Das grundsätzliche Bild des Unternehmens hat sich deutlich verbessert. Es geht aufwärts. Aber es ist noch viel zu früh zu sagen: Die Arbeit ist schon geschafft. Es gibt noch eine Reihe von Faktoren, die derzeit für eine gewisse Unsicherheit sorgen.

Auch mit Saab, Ihrer zweiten europäischen Tochter, hatten Sie in den vergangenen Jahren wenig Freude.
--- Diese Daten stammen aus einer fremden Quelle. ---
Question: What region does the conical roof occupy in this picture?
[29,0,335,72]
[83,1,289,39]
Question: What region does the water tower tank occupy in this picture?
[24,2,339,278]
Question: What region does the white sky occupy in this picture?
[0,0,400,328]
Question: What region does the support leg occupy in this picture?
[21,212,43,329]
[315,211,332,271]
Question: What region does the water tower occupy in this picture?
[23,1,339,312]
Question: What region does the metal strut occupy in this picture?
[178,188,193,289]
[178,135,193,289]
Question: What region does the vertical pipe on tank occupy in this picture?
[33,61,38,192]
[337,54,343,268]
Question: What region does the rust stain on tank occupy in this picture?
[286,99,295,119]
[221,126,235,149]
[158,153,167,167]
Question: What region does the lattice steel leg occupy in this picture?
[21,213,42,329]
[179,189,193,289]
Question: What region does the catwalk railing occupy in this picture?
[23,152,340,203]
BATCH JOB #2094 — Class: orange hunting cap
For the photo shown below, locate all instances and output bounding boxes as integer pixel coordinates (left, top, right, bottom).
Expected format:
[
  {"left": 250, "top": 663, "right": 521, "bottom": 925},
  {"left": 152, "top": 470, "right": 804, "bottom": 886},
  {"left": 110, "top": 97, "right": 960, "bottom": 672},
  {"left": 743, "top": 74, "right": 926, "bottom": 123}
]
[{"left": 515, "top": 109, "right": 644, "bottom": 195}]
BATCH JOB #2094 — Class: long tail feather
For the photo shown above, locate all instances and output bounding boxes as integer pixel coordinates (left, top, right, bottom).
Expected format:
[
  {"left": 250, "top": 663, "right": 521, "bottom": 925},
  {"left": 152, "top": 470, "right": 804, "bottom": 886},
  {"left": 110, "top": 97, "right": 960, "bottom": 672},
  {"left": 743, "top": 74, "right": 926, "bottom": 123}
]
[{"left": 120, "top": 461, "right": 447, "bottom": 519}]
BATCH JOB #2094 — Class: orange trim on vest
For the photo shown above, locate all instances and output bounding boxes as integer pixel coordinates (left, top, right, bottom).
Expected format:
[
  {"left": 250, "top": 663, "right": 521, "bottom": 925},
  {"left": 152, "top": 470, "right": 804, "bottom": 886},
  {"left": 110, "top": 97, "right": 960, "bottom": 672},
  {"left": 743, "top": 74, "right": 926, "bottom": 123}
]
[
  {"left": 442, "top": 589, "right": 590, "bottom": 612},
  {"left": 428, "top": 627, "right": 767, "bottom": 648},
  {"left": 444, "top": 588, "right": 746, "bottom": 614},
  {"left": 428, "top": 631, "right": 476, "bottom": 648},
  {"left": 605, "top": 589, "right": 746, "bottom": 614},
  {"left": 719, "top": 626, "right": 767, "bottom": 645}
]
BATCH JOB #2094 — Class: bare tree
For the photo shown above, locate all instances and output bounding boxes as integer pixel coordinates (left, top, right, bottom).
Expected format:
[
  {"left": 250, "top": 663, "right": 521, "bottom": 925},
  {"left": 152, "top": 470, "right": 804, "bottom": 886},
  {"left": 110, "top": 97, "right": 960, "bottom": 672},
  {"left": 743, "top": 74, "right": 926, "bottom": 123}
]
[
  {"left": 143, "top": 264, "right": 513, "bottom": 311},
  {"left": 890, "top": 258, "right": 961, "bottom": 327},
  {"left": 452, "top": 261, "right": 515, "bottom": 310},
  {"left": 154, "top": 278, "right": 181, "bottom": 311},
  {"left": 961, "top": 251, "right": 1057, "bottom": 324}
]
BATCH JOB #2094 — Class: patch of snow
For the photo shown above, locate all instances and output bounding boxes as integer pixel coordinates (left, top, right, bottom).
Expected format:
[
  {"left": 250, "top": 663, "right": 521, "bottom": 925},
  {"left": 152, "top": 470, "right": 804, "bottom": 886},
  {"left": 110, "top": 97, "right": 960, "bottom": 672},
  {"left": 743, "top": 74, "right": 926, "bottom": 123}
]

Bei Saab haben wir eine Situation, die sich mit Opel überhaupt nicht vergleichen lässt. Deshalb muss es dort auch eine andere Lösung geben. Saab ist ein kleiner Hersteller, der sehr stark vom US-Markt abhängt. Saab hat sehr viel Umsatz in US-Dollar, aber keine Kosten in dieser Währung. Wir müssen also versuchen, mehr Modelle anzubieten und mehr bei Saab aus den USA selbst zu verkaufen, um das Verhältnis wieder ins Lot zu bringen.

Was heißt das konkret?

Das könnte bedeuten, zusätzliche Modelle, die speziell für den amerikanischen Markt entwickelt werden, auch dort zu bauen. Wenn Sie auf die Modellpalette der Schweden schauen, gibt es da noch Lücken, die wir mit neuen Produkten aus den USA füllen könnten. Saab muss sein Produktportfolio erweitern und seine Kostenstrukturen auf mehr Währungen verteilen. So steht der Saab 9.2 bereits auf einer Plattform, die in Japan gebaut wird.

Viel größeres Kopfzerbrechen dürfte Ihnen allerdings Fiat bereiten. Die Italiener bestehen weiter auf ihrer Option, Ihnen die übrigen Fiat-Auto-Anteile anzudienen. Gibt es Fortschritte in den Gesprächen mit Fiat?

Ich habe mir von Anfang an eine Regel zu Eigen gemacht, von deren Weisheit Sie gleich überzeugt sein werden: Ich rede nicht über den Vertrag mit Fiat und auch nicht über Gespräche mit Fiat-Managern. Unsere Vereinbarung sieht vor, dass der Fiat-Konzern ab nächstem Jahr die restlichen 80 Prozent seiner Autosparte an uns verkaufen kann. Falls es zu einer Änderung in diesem Passus kommen sollte, würden wir selbstverständlich darüber informieren.

Aber so viel dürfen Sie uns vielleicht verraten: Wann sind Sie das letzte Mal persönlich Fiat gefahren?

Das war im Frühjahr auf einer Teststrecke von Opel – und es hat mir sehr viel Spaß gemacht. Es ist immer ein Vergnügen, ein europäisches Auto zu fahren.

Das Gespräch führten Joachim Dorfs, Carsten Herz und Stefan Menzel.